Comprehensive Analysis of mRNA Expression Profiles in Head and Neck Cancer by Using Robust Rank Aggregation and Weighted Gene Coexpression Network Analysis

BACKGROUND: Head and neck squamous cell cancer (HNSCC) is the sixth most common cancer in the world; its pathogenic mechanism remains to be further clarified. METHODS: Robust rank aggregation (RRA) analysis was utilized to identify the metasignature dysregulated genes, which were then used for potential drug prediction. Weighted gene coexpression network analysis (WGCNA) was performed on all metasignature genes to find hub genes. DNA methylation analysis, GSEA, functional annotation, and immunocyte infiltration analysis were then performed on hub genes to investigate their potential role in HNSCC. RESULT: A total of 862 metasignature genes were identified, and 6 potential drugs were selected based on these genes. Based on the result of WGCNA, six hub genes (ITM2A, GALNTL1, FAM107A, MFAP4, PGM5, and OGN) were selected (GS > 0.1, MM > 0.75, GS p value < 0.05, and MM p value < 0.05).
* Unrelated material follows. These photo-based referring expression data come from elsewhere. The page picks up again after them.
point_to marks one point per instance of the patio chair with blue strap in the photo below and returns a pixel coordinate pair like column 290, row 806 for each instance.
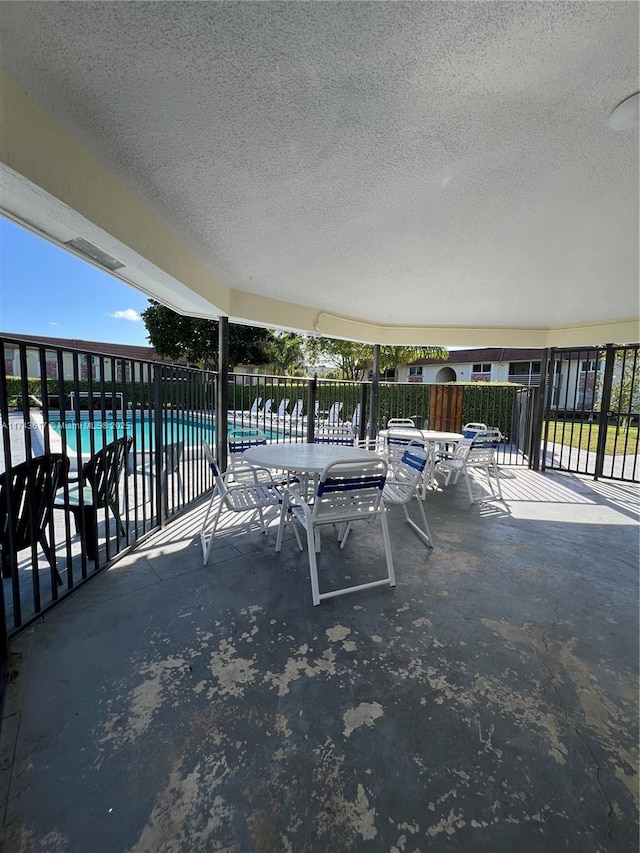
column 404, row 484
column 478, row 454
column 346, row 492
column 252, row 497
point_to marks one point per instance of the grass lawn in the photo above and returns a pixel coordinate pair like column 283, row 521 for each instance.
column 585, row 435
All six genes were downregulated in tumor tissue (FDR < 0.01) and were related to the clinical stage and prognosis of HNSCC in different degrees. Methylation analysis showed that the dysregulation of ITM2A, GALNTL1, FAM107A, and MFAP4 may be caused by hypermethylation. Moreover, the expression level of all 6 hub genes was positively associated with immune cell infiltration, and the result of GSEA showed that all hub genes may be involved in the process of immunoregulation. CONCLUSION: All identified hub genes could be potential biomarkers for HNSCC and provide a new insight into the diagnosis and treatment of head and neck tumors.